MADRID – Spanish Prime Minister Pedro Sanchez wants to make the fight against disinformation a priority, unveiling a “democratic renewal” plan even as the country’s conservative opposition has denounced it as an attempt to censor critical media.

Mr Sanchez is due to join Brazilian President Luiz Inacio Lula da Silva to discuss the issue on September 24 on the sidelines of the UN General Assembly in New York.

Brazil’s Supreme Court recently ordered the blocking of Elon Musk’s social media site X after it failed to comply with court rulings regarding “fake news.”

Mr Sanchez’s left-wing government last week unveiled a plan to combat fake news for the remaining three years of its term.

It includes the creation of a public register listing newspapers, their owners and advertising revenues, as well as measures to strengthen privacy rights and correct inaccurate information.

Mr Sanchez announced earlier this year that he would take steps to combat a “filth factory” spreading “disinformation and defamation”.

The decision comes after a court opened an investigation into his wife, Begona Gomez, over accusations of corruption and influence peddling made by a group linked to the far-right.

The group says its allegations against Ms Gomez are based on media reports.

Franco comparison

Professor Raul Magallon, a lecturer in social communication at Carlos III University in Madrid, said the government’s actions were “a step in the right direction” but “will not solve all the problems”.

“I think it’s positive insofar as they can help increase public trust in the media,” he told AFP.

However, the leader of the main conservative opposition party, the People’s Party (PP), Alberto Nunez Feijoo, called the plan “an offensive against judges, journalists and the media, a censorship plan”.

“We haven’t seen anything like this since Franco,” he told parliament, referring to Francisco Franco, the dictator who ruled Spain until his death in 1975.

Professor Magallon said the legacy of Franco’s dictatorship, which tightly controlled the media, made any regulation of the press a sensitive issue in Spain.
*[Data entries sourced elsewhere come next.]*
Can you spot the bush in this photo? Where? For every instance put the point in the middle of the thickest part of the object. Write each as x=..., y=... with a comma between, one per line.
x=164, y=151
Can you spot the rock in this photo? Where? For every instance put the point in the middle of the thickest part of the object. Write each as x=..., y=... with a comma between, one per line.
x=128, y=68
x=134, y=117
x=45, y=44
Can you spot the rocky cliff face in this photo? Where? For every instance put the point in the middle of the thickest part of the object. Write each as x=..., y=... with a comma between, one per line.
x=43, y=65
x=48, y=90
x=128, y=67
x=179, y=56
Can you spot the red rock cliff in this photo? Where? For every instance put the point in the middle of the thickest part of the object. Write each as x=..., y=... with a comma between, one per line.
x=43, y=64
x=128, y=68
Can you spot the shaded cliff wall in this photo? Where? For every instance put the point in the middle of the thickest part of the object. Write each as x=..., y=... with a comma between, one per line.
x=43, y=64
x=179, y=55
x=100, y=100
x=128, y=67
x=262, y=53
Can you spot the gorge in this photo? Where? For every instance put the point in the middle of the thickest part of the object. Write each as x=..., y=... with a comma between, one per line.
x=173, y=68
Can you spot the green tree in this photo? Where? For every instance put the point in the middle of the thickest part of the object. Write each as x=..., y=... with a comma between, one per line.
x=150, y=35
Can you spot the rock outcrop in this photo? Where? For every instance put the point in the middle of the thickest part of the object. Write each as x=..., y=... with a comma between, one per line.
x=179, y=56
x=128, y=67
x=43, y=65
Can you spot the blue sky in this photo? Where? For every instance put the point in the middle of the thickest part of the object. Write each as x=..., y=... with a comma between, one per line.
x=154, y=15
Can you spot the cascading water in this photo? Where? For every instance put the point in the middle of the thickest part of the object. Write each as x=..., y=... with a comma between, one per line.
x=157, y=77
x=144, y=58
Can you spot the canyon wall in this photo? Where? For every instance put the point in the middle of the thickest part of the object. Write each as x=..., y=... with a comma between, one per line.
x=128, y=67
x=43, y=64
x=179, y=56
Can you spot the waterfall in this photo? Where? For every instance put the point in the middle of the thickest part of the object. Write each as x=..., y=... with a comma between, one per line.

Most of the measures proposed by Mr Sánchez’s government will bring Spain into line with the requirements of the European Media Freedom Act, approved by the European Parliament in March with the support of four PP MEPs.

“This is another contradiction on the part of the Popular Party,” Paloma Roman, a political scientist at the Complutense University of Madrid, told AFP.

“I think the PP will continue its activities because its goal is to continue the frontal opposition” to the government, she said.